On 21 July 2014 the director of the Serious Fraud Office formally announced the opening of a criminal investigation into allegations of fraudulent conduct in the foreign exchange market.
This investigation has been anticipated for some time and relates to the alleged rigging of the £3 trillion a day foreign exchange markets at leading City of London banks over a period of several years.
According to the Daily Telegraph:
- This investigation raises the possibility of further multi-million pound fines for Britain’s biggest banks over their behavior during and after the financial crisis.
- SFO investigators are expected to examine whether individual traders personally benefitted by manipulating benchmark Forex prices.
- It is claimed that traders colluded via online chat rooms in groups with names such as the Bandits Club, the Dream Team and the Cartel.
The SFO’s new criminal investigation into alleged currency markets rigging in London, which is home to more than 40% of the world’s foreign currency exchange trading, will join a number of current investigations into Forex market abuse by investigators in other countries across Europe, Asia and the United States. The SFO’s portfolio of very large investigations into corruption cases, LIBOR and other fraud continues to grow.
The British financial regulator, the Financial Conduct Authority, has itself already launched an investigation into global currency markets, in October 2013.
Today’s announcement from the SFO will put further pressure on banks and traders who run the risk of regulatory sanctions as well as criminal prosecutions in one or more countries.
Such is the seriousness of the matter that, in March 2014, the Bank of England appointed Lord Grabiner QC to adjudicate on whether any Bank of England officials themselves were involved in manipulating the Forex market, and specifically whether any Bank official, during the period July 2005 to December 2013:
(a) was either (i) involved in attempted or actual manipulation of the foreign exchange market (including the WMR FX benchmark), or (ii) aware of attempted or actual manipulation of the foreign exchange market , or (iii) aware of the potential for such manipulation or (iv) colluded with market participants in relation to any such manipulation or aware of any such collusion between participants;
(b) was either (i) involved in the sharing of confidential client information or (ii) aware of the sharing of such information between participants for the purposes of transacting business in the foreign exchange market; or
(c) was involved in, or aware of, any other unlawful or improper behaviour or practices in the foreign exchange market.
This could well be the largest investigation in which the SFO has ever been involved. Given the scale and complexity of the market itself, and the SFO’s limited resources, it could take years to conclude. The SFO will undoubtedly have already had to ask Her Majesty’s Treasury for additional “blockbuster funding” to cover the expense of the initial investigation.

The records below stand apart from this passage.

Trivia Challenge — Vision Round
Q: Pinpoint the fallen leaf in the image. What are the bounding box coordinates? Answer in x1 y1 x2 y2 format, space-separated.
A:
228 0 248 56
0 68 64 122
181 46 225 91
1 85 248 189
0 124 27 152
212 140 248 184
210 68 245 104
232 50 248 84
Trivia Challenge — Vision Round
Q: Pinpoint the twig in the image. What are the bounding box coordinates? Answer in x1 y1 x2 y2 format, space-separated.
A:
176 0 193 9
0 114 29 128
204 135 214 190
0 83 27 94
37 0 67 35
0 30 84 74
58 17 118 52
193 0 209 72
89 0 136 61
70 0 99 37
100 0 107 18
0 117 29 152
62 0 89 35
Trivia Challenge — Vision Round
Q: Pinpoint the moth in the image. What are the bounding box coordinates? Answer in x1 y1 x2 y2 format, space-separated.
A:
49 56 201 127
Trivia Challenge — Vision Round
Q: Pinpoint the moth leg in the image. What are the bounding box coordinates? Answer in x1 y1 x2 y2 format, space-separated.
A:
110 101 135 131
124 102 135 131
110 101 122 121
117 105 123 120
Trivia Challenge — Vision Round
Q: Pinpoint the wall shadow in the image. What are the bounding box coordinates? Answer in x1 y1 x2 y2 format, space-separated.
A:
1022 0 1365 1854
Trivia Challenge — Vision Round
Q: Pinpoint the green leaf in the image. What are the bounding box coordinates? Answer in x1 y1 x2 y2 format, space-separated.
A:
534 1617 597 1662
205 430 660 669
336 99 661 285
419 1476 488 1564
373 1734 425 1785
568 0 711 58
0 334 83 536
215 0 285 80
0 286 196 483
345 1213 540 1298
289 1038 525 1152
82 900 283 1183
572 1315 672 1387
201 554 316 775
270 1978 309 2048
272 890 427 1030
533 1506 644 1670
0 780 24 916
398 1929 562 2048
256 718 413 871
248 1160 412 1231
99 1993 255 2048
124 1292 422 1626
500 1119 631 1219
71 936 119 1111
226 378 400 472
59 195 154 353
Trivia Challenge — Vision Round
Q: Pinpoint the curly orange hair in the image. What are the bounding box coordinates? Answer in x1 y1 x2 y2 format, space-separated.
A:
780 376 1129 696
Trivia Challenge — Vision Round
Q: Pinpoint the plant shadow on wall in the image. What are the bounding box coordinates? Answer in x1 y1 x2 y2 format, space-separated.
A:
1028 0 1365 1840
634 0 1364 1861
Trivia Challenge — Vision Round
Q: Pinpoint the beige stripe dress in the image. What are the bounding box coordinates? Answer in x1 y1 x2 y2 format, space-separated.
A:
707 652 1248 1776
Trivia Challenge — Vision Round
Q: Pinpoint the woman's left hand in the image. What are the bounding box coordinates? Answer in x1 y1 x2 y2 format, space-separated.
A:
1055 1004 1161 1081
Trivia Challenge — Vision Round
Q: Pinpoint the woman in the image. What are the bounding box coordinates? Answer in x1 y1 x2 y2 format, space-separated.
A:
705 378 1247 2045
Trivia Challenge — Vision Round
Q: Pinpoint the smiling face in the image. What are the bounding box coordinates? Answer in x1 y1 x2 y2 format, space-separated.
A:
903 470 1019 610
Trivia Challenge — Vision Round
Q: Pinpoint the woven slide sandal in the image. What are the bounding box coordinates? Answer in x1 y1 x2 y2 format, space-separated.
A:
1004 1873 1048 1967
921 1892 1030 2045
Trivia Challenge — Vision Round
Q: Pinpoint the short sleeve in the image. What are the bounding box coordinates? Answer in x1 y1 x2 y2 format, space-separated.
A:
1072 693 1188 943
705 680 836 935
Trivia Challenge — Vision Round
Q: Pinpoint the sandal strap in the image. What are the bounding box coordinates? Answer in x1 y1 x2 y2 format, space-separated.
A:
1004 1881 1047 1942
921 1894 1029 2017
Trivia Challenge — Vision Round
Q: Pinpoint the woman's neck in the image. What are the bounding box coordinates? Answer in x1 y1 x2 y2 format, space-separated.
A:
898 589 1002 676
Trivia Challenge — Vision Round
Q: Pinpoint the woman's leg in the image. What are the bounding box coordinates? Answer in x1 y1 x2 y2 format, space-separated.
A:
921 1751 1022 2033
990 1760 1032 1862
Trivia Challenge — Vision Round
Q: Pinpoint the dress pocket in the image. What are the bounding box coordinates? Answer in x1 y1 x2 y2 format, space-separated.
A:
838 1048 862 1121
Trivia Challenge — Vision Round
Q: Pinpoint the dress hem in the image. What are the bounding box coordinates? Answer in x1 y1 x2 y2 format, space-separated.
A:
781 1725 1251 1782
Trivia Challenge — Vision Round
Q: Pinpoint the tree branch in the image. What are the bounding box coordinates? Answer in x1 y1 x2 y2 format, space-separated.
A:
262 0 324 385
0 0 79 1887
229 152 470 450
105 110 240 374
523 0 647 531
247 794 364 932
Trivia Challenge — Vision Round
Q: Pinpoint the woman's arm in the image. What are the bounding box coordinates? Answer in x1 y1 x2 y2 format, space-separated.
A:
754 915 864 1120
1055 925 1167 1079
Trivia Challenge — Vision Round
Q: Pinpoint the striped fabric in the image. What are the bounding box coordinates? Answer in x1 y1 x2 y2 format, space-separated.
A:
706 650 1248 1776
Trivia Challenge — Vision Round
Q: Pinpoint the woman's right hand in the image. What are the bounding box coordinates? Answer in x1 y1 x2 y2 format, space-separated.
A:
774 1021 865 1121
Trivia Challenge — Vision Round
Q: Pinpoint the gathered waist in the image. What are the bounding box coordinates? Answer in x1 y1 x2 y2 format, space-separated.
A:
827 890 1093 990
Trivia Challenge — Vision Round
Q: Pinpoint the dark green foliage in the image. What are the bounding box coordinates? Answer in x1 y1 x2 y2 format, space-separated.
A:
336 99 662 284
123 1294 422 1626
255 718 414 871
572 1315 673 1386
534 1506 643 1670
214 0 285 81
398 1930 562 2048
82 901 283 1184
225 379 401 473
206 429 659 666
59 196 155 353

In addition to, potentially, multiple prosecutions of banks and individual traders, the SFO’s investigation may also eventually lead to a surge in civil litigation in relation to those parties who feel that they have lost out as a result of market manipulation, so one can expect multiple class action suits and an uptick in related litigation against the banks in the United States and many other countries, particularly the UK.